There's been a lot of hard work accomplished to get to where a set of information risk controls have been specified, acquired (or built), installed, tested, and signed off by the senior leaders as meeting the information security needs of the business or organization. The job thus far has been putting in place countermeasures and controls so that the organization can roll with the punches, and weather the rough seas that the world, the competition, or the willful threat actors out there try to throw at it. 

Now it's on to the really hard part of the job - keeping this information architecture and its IT architectures safe, secure, and resilient so that confidentiality, integrity, and authorization requirements are met and stay met. How do we know all of those safety nets, countermeasures, and control techniques are still working the way we intended them to and that they're still adequate to keep us safe?

The good news is that this is no different than the work we did in making our initial security assessments of our information architecture, the business logic and business processes, and the IT architectures and systems that make them possible. The bad news is that this job never ends. We must continually monitor and assess the effectiveness of those risk controls and countermeasures, and take or recommend action when we see they no longer are adequate. Putting the controls in place was taking due care; due diligence is achieved through constant vigilance.

More good news: the data sources you used originally, to gain the insight you needed to make your first assessments, are still there, just waiting for you to come around, touch base, and ask for an update. Let's take a closer look at some of them.

As you selected and implemented each new or modified information risk mitigation control, you had to identify the training needs for end users, their managers, and others. You had to identify what users and people throughout the organization needed to know and understand about this control and its role in the bigger picture. Achieving this minimum set of awareness and understanding is key to acceptance of the control by everyone concerned. This need for acceptance is continual, and depending on the nature of the risk control itself, the need for ongoing refresher training and awareness may be quite great. Let's look at how different risks might call for different approaches to establish initial user awareness and maintain it over time:

* Suppose your organization has adopted a policy that prohibits end users from installing their own software onto company-provided computer systems. Your IT department has established logical controls throughout all computers to enforce this. Initial user training communicates and gains new employees' acknowledgment of this. Annual employee performance reviews are opportunities to reaffirm the importance of this policy and the need for employees to comply.


* Some users in your organization need to access company information systems and networks via their personal computers or smartphones. This means that the risk of commingling personal data and company data on these employee-owned devices is very real. You determine that currently available mobile device management technologies don't quite fit your circumstances, but even if they did, mobile or personal device users need to appreciate that the risks of data compromise, device loss or theft, misuse of the device by a family member, or conflicts between company-approved software and personal-use software on these devices could pose additional risks. Getting these mobile or personal device users to be actively part of keeping company data and systems secure is a daily challenge.
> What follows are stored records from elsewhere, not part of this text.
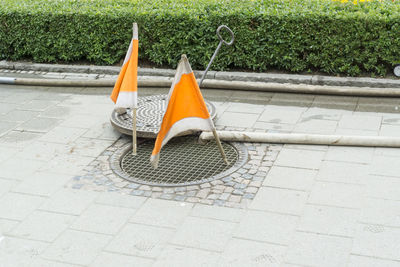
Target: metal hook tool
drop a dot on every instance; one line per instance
(221, 41)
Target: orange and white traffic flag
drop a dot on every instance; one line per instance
(186, 109)
(124, 94)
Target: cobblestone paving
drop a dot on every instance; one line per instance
(235, 190)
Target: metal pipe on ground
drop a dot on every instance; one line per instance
(218, 84)
(305, 139)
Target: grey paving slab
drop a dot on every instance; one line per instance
(350, 154)
(103, 219)
(218, 213)
(42, 151)
(19, 115)
(63, 135)
(279, 114)
(16, 206)
(204, 233)
(7, 152)
(343, 172)
(381, 211)
(316, 126)
(6, 127)
(11, 168)
(358, 122)
(182, 256)
(7, 107)
(386, 166)
(337, 194)
(267, 227)
(19, 252)
(5, 186)
(240, 252)
(103, 131)
(299, 158)
(42, 183)
(20, 97)
(66, 164)
(329, 220)
(38, 124)
(69, 201)
(19, 139)
(274, 127)
(141, 240)
(387, 151)
(76, 247)
(383, 187)
(318, 250)
(290, 178)
(43, 226)
(57, 112)
(377, 241)
(342, 131)
(119, 200)
(280, 200)
(38, 105)
(245, 108)
(89, 147)
(390, 130)
(323, 113)
(6, 226)
(106, 259)
(356, 261)
(162, 213)
(237, 119)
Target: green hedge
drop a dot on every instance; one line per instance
(290, 35)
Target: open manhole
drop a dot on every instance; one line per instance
(183, 161)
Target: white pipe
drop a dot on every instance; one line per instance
(7, 80)
(308, 139)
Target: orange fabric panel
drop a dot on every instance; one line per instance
(129, 82)
(186, 101)
(127, 78)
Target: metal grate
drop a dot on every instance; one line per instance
(182, 162)
(149, 116)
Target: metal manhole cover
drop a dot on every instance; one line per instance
(182, 162)
(149, 115)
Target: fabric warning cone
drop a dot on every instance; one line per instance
(124, 94)
(186, 109)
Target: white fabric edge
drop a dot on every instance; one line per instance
(126, 100)
(128, 54)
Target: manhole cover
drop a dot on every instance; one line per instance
(149, 115)
(182, 162)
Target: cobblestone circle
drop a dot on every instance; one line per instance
(235, 190)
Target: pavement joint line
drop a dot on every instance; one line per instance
(377, 224)
(324, 234)
(374, 257)
(331, 206)
(259, 241)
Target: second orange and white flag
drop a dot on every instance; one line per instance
(186, 109)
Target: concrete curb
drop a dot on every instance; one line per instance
(217, 75)
(150, 81)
The key to keeping users engaged with risk management and risk mitigation controls is simple: align their own, individual interests with the interests the controls are supporting, protecting, or securing.

By this time, our newly implemented risk mitigation controls have gone operational. Day by day, users across the organization are using them to stay more secure, (hopefully) achieving improved levels of CIA in their information processing tasks. The SSCP and the information security team now need to shift their mental gears and look to ongoing monitoring and assessment of these changes. In one respect, this seems easy; the identified risk, and therefore the related vulnerability, focused us on changing something in our physical, logical, or administrative processes so that our information could be more secure, resilient, reliable, and confidential; our decisions should now be more assured.

Are they?

The rest of the world did not stand still while we were making these changes. Our marketplace continued to grow and change; no doubt other users in other organizations were finding problems in the underlying hardware, software, or platforms we use; and the vendors who build and support those systems elements have been working to make fixes and patches available (or at least provide a procedural workaround) to resolve these problems. Threat actors may have discovered new zero day exploits. And these or other threat actors have been continuing to ping away at our systems.
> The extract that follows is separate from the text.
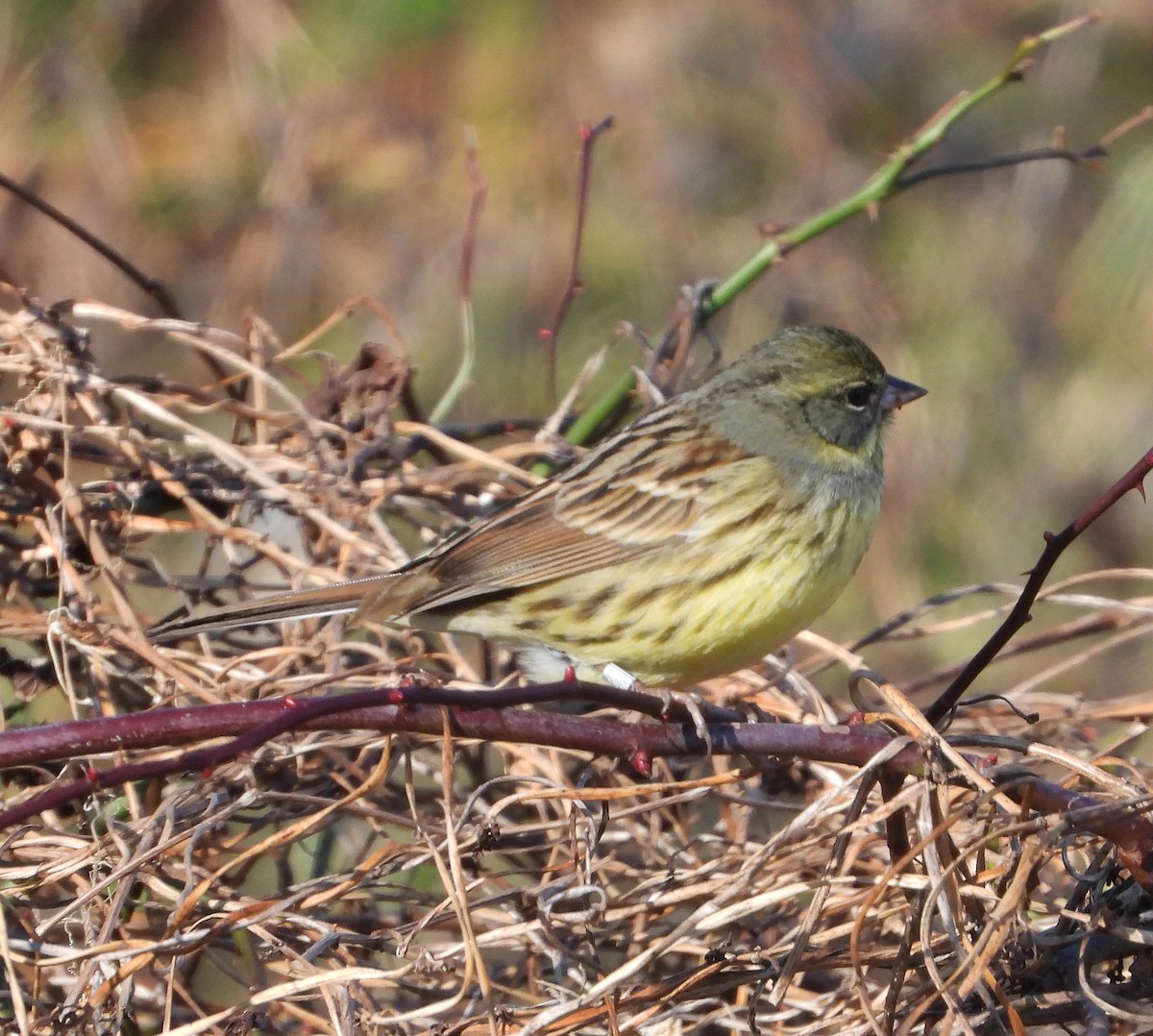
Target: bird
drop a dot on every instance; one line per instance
(693, 542)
We do need to look at whether this new fix, patch, control, or procedural mitigation is working correctly, but we've got to do that in the context of today's system architecture and the environment it operates in... and not just in the one in which we first spotted the vulnerability or decided to do something about the risk it engendered.

The SSCP may be part of a variety of ongoing security assessment such as **penetration testing** or **operational test and evaluation (OT&E)** activities, all intended to help understand what the security posture of the organization is at the time that the tests or evaluations are conducted. Let's take a closer look at some of these types of testing. This kind of test and evaluation is not to be confused with the acceptance testing or verification that was done when a new control was implemented - that verification test is necessary to prove that you did that fix correctly. It should also be kept distinct in your mind from regression testing, the verification that a fix to one systems element did not break others. Ongoing security test and evaluation is looking to see if things are still working correctly now that the users - and the threat actors - have had some time to put the changes and the total system through their paces.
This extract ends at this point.